Na pewno na każdą pacjentkę oddziału patologii ciąży czeka wiele badań oraz przyjmowanie wielu lekarstw. Nie są to przyjemne doświadczenia. Leki często hamują czynność skurczową, ale przy tym mają nieprzyjemne skutki uboczne – na przykład bóle głowy czy drgawki.
Podczas pobytu na patologii ciąży większość czasu spędza się w łóżku. Niekiedy jest się podłączonym do kroplówki. Bardzo często położne wykonują badanie aparatem KTG.
Niestety wiele kobiet musi leżeć przez cały czas. Nie mogą skorzystać nawet z łazienki czy wyjść na spacer przed szpital. Stała pozycja horyzontalna może skutkować nieprzyjemnymi zaparciami.
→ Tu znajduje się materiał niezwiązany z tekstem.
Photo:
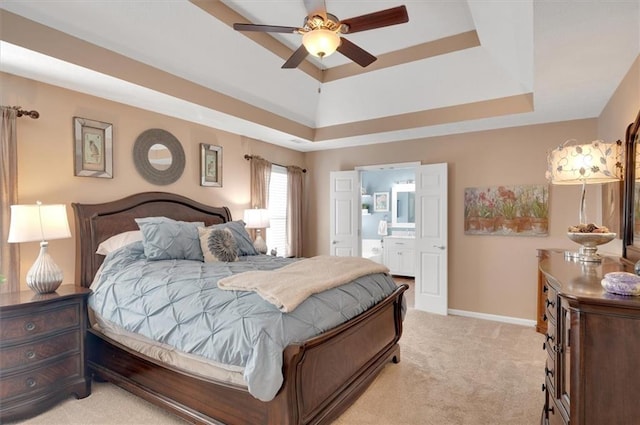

Ale to i tak nic strasznego w porównaniu z lękiem o dziecko, który odczuwa przyszła matka.
Brzmi to banalnie, ale najważniejsze to myśleć pozytywnie i nie poddawać się. W końcu przyświeca nam najważniejszy cel – zapewnienie dziecku zdrowia i jak najlepszych warunków przyjścia na świat. To jednak sytuacja bardzo trudna – zarówno fizycznie, jak i psychicznie.
Podczas pobytu na patologii ciąży możesz spróbować zaprzyjaźnić się z innymi pacjentkami oddziału. Wzajemne wsparcie pomoże przetrwać wam trudne chwile. Na pewno nie wolno obwiniać się, że znalazłaś się na patologii ciąży! To nie jest niczyja wina. Z pewnością przez całą ciążę starałaś się zapewnić dziecku jak najlepsze warunki. Nie od ciebie zależy gospodarka hormonalna czy problem z rozwierającą się szyjką macicy.
Na pewno lepszy nastrój pomogą ci zapewnić kontakty z osobami poza szpitalem. Jak najczęściej dzwoń do przyjaciół, zachęcaj do odwiedzi mamę czy siostrę. Partner także powinien być twoją opoką i wspierać cię w trudnych chwilach. Nie wstydź się prosić o pomoc czy dać upust emocjom w towarzystwie najbliższych osób.